Vai ficar mais ainda no ano que vem, com a inauguração de um novo complexo, um domo de vidro e aço com jardins e floresta interna equivalente a cinco andares de altura.
Uma cachoeira circular despencará do centro da estrutura, espargindo gotículas tranquilizadoras e quebrando recordes como a mais alta do mundo em ambiente fechado.
Para brasileiros, nada impressiona mais em Singapura do que as lojas fechadas apenas com uma corda, como na entrada dos cinema antigamente, ou coberturas de plástico para proteger as mercadorias da poeira.
No ano passado, o país bateu o recorde de 135 dias sem nenhum crime, nem um simples furto de celular. Quem é pego nesse delito – coisa fácil, pois nem um passo é dado sem que as câmeras de segurança vejam – pega de um a sete anos de cadeia.
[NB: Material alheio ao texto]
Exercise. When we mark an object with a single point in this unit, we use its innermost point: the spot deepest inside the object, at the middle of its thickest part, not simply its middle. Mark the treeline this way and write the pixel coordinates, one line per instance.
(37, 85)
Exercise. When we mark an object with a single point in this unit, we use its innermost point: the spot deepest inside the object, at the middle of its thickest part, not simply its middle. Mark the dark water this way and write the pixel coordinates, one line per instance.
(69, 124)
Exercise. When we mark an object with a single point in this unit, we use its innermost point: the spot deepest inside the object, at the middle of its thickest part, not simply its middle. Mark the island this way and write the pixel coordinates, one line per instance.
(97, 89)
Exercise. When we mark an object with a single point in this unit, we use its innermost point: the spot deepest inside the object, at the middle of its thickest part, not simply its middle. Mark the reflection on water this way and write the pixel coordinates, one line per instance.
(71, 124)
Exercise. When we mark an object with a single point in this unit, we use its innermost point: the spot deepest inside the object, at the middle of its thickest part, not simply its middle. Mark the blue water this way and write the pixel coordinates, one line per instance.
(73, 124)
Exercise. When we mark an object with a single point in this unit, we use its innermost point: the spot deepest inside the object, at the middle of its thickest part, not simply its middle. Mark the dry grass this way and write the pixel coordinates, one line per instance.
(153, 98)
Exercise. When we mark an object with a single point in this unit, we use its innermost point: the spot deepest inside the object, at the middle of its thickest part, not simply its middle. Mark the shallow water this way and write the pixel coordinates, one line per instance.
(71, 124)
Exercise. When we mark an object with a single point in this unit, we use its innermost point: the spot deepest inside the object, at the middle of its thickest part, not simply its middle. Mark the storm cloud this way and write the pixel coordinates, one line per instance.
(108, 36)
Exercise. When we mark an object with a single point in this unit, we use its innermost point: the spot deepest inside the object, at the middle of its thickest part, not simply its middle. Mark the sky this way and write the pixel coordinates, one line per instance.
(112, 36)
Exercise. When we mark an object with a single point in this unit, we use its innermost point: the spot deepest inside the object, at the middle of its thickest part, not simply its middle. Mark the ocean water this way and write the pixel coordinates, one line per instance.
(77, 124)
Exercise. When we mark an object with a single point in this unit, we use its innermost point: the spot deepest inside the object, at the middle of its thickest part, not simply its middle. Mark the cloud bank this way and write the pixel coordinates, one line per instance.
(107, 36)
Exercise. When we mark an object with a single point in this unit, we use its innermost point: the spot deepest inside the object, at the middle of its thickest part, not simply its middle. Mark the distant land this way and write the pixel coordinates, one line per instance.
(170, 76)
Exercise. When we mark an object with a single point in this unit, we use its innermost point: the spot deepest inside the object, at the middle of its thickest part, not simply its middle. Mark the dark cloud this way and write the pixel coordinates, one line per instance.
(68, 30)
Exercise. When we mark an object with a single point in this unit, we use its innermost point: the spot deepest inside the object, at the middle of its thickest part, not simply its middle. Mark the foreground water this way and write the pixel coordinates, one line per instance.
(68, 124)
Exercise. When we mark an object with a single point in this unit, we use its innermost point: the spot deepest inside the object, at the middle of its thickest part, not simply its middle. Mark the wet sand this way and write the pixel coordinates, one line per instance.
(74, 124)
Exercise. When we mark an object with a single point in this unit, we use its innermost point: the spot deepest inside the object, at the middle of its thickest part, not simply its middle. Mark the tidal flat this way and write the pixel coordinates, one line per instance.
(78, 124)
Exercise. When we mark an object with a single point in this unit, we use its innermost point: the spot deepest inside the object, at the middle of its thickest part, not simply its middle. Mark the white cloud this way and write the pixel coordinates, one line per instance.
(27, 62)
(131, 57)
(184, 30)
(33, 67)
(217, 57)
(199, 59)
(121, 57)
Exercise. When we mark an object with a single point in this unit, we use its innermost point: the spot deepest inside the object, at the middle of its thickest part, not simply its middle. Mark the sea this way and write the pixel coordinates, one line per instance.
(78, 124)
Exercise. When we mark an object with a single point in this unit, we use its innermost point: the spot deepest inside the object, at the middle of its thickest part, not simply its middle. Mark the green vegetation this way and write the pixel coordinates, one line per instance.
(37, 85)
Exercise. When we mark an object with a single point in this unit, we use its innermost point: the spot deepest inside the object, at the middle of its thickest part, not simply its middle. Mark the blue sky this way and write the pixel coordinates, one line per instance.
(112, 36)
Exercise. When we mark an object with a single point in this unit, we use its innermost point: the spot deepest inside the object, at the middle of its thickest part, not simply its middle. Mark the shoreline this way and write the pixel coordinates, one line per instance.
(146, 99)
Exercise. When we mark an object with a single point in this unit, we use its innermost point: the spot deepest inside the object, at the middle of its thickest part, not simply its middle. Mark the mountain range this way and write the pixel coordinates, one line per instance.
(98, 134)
Com uma única riqueza natural, o porto de águas profundas na entrada do Estreito de Málaca, rota de 40% do comércio marítimo mundial, Singapura foi em 50 anos de lugar miserável a vitrine do capitalismo autoritário.
A mistura única de meritocracia e confucionismo, mão dura e cabeça nas nuvens, intervencionismo, padronização e rigor necessários para disciplinar a vida num país de 720 quilômetros quadrados, sem contar o incentivo tradicional das famílias chinesas aos estudos dos filhos, produzindo o melhor sistema educacional do mundo por critérios da OCDE, é, evidentemente, irreproduzível.
A história de Singapura qualificaria o país para ficar no limite do lixo. O vício do ópio, trazido por trabalhadores chineses durante o colonialismo inglês, ultrapassou vastamente as fronteiras do século 19.
É que inacreditável, mas a foto acima é de 1941. Mostra um antro de ópio, droga já então usada muito além das fileiras dos humildes trabalhadores braçais que a usavam para amenizar as dores musculares do regime quase que de escravidão.
Quando Singapura foi expulsa da Malásia, à qual havia se juntado numa breve e infeliz experiência, entre 1963 e 1965, Lee Kwan Yew, o homem das iniciais, em lugar de celebrar a independência, chorou de tristeza.
A separação foi exigida pelo governo da Malásia, preocupado com os ataques violentos da população original minoritária, etnicamente malaia, contra cingaporeanos chineses, iniciados numa comemoração do dia do aniversário do profeta Maomé. E com os tais comunistas que cresciam entre essa população.
A renda per capita da Malásia hoje é cerca de um décimo da de Singapura.
Devido à origem da população majoritária, Singapura tem muito em comum com Taiwan, ou Formosa, com Hong Kong e com a própria experiência de capitalismo autoritário sob controle do Partido Comunista da China.
Mas aeroportos com floresta ninguém no mundo tem.